Aller en haut Aller en bas

    avatar
    Rebecca LewisSœur Rebecca de la Croix

    Un sac d'os ou la vie [Ayu]

    Message par Rebecca Lewis le Mer 7 Nov - 19:46

    Cela fait maintenant deux ans que notre puissante divinité m’a nommée à la tête de la cellule de Rédemption du temple. Mais je ne me sens pas forcément à ma place. Oh non ! Pas que je n’aime pas torturer les gens et les entendre crier de douleur, c’est bien ça qu’il manque dans ce métier : je ne torture plus autant de personne que je le voudrais. Je passe plus mon temps à donner un prisonnier à un bourreau, à vérifier les notes de synthèse des interrogatoires, ou bien à me balader dans la rue pour interroger – gentiment… -- des personnes au hasard.

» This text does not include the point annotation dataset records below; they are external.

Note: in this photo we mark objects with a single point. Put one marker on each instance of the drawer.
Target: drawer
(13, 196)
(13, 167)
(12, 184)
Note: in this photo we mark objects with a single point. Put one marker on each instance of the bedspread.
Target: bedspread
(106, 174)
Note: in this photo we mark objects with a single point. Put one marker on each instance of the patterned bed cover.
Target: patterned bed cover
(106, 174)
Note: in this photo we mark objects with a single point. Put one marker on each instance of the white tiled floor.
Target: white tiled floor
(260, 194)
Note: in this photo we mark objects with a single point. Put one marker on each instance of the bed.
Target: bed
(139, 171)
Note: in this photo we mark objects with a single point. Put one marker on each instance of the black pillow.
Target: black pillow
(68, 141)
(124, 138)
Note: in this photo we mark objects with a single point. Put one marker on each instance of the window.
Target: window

Je fais plus un boulot de manager de pub qu’autre chose.
    Je devrais peut-être trouver quelqu’un d’autre pour prendre mon poste. Mais à qui ? Je ne connais personne dans ma cellule, ou du moins, personne ne veut me connaître. J’ai déjà reçu de nombreuses… « plaintes ». Allez savoir pourquoi, un gros lard qui ne fait rien de sa journée irait mieux à ce poste qu’une jeune femme qui se donne les moyens d’y parvenir. Autant dire que je n’ai pas beaucoup beaucoup d’amis dans ce côté-là du temple…
    Aujourd’hui était encore une journée standard dans ma vie de supérieure. J’allais tout d’abord prier pour la bonne santé de notre divinité pendant 3 heures, puis je restais me plaindre auprès de mon père jusqu’à l’heure du repas.
    « Ma chère Rebecca, est-ce que je t’ai appris à ne pas te confier aux autres membres du temple ? »
    Je faisais la moue. Je n’aime vraiment pas quand mon père me sermonne sur le fait que je garde tout pour moi. J’avais l’impression d’être encore une enfant, alors que j’ai bientôt 19 ans.
    « Mon père, arrêtez de mes traiter comme vos subordonnés. Je ne suis pas venue ici pour me faire tirer le portrait. »
    « Alors que veux-tu, mon enfant ? »
    Parler avec mon père m’a toujours extrêmement fatigué. Pas qu’il me fatigue ou que ces paroles étaient inintéressantes, c’est juste qu’il trouvait les bonnes réponses en peu de temps, comme s’il lisait en moi. En plus, il affichait toujours un sourire, raaaaaaa ça me donnait envie de le taper.
    « Oui, bon, j’ai compris mon père. Je vais aller me plaindre auprès de quelqu’un d’autre pour la peine »
    « Ha ha ha, n’oublie pas que tu as une ronde à faire dans cinq minutes. Ne sois pas en retard ! »
    Je m’élançais déjà dans le temple, en direction de la sortie.
    « Vous n’êtes plus mon supérieur j’ai le droit de faire ce que je veux ! »
    Le père n’avait pas tort non plus, j’avais belle et bien une ronde à faire dans les rues de Baal. Il fallait, comme presque tous les jours, que j’aille interroger des gens au hasard dans la foule pour voir si leur croyance envers Dios était toujours aussi solide. J’ai appris, au cours de ces deux années, que se sont les gens qui passent le plus proche de moi qui était coupable. J’ai déjà trouvé plus d’une dizaine de renégat et j’ai eu le plaisir de les faire parler. C’est encore plus jouissant quand le prisonnier est un voisin que tu n’aimes pas (Adiiiiieu, monsieur Lenovo <3)
    Mais bon, avant de pouvoir interroger, il fallait trouver des personnes susceptibles d’être interrogées. Telle était ma mission, en tant que responsable de la cellule de Rédemption !
    Je me promenais donc, le cœur ouvert à l’inconnu, dans les rues bondées de Baal. Très peu de personne me reconnaissais. Je m’étais habillée avec des habits civile : un pantalon taille haute ample et une chemise noire montant jusqu’au haut de mon cou, le tout toujours avec mes lunettes rondes sur le nez. Et qu’importe si quelqu’un me reconnaissait, je n’aurai qu’à suivre les personnes qui m’évite.
    Trois heures se sont passé, et je n’ai trouvé personne de potentiellement coupable. Qu’est-ce que ces rondes étaient longues... mes pas m’avaient mené jusqu’au marché, là où on pouvait échanger et trouver n’importe quoi. Beaucoup de personne transportaient de gros sacs, soit sur leur dos soit en les traînant. Des souvenirs de leur expéditions, je suppose.
    « Allez, viens ! On ne va rien te faire ! »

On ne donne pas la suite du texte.